Skyscrapers amidst fog near Dubai Marina last year
Skyscrapers amidst fog near Dubai Marina last year AFP

The United Arab Emirates is choking under "alarmingly high" air pollution levels fed by its fossil fuel industry, Human Rights Watch warned on Monday as the oil-rich country hosts the UN's COP28 climate talks in Dubai.

Air pollution is a "dirty secret" buried by a stifling of dissent in the UAE, the rights group said, adding that bad air created poses "major health risks" for its population.

Smog engulfed the city state after the climate talks began on Thursday and hit officially "unhealthy" levels over the weekend.

"Even as the United Arab Emirates government works to burnish its image as a global climate leader... the country's vast fossil fuel production and use spew toxic pollutants into the air," the report said.

The HRW report said analysis of government air pollution data and satellite imagery from 2018 to 2023 found "dangerously high air pollution levels" in the country of nearly 10 million people.

It downplayed claims that pollution is mainly caused by desert dust, citing a 2022 study published by Nature that found that around the Arabian Peninsula, more than 90 percent of fine-particulate matter -- the most hazardous -- was man-made.

Burning fossil fuels for transport, heating, incinerating waste, generating electricity and other industrial activities are among the sources of pollution, it said.

"Fossil fuels pollute the air people breathe in the UAE," said Richard Pearshouse, HRW's environment director.

"But the obliteration of civil society by the UAE's government means that no one can publicly express concerns, let alone criticise the government's failure to prevent this harm," he said.

The UAE's climate ministry did not immediately respond to a request for comment.

Air pollution has been high over the opening days of COP28, shrouding the glitzy Dubai skyline and hitting "unhealthy" levels on Saturday and Sunday, according to the WAQI.info tracking site.

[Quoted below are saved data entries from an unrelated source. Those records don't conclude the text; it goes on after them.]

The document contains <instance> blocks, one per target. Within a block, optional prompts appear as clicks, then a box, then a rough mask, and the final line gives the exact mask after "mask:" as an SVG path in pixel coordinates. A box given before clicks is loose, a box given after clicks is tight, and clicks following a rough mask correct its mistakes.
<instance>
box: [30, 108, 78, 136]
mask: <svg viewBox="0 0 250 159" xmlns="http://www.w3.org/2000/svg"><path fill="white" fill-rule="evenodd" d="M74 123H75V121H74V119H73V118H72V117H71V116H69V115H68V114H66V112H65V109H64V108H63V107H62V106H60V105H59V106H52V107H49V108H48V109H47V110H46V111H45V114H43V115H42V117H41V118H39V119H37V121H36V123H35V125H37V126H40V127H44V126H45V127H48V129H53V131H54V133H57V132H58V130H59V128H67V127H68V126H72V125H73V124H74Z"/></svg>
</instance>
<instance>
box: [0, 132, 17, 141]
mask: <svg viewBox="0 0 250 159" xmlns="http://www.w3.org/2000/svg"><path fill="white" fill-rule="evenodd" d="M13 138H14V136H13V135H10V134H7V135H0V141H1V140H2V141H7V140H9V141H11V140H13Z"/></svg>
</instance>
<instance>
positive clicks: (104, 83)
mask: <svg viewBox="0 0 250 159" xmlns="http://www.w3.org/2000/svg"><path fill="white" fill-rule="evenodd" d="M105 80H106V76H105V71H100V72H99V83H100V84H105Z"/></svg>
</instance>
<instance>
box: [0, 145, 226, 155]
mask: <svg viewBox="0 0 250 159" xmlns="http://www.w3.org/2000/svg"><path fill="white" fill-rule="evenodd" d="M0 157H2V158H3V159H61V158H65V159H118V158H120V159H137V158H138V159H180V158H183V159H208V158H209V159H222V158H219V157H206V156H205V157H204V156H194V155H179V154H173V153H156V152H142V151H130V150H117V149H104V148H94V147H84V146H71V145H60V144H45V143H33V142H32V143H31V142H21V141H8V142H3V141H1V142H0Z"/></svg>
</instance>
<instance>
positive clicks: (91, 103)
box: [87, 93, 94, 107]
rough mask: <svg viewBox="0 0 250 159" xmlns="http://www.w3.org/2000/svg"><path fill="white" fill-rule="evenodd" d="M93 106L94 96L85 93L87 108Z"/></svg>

Analysis of levels of PM2.5 pollution -- the fine particles that can enter the bloodstream via the lungs -- from 30 government monitoring stations in September found they were triple the WHO's air-quality guidelines on average, HRW said.

WHO estimates point to about 1,872 deaths a year from outdoor air pollution in the UAE, the report said, and the migrant workers that make up the bulk of the population are most at risk.

"(The) UAE is a factory that produces patients. The workers return with disease. There are very few people who leave here with a healthy body," HRW quoted one migrant worker as saying.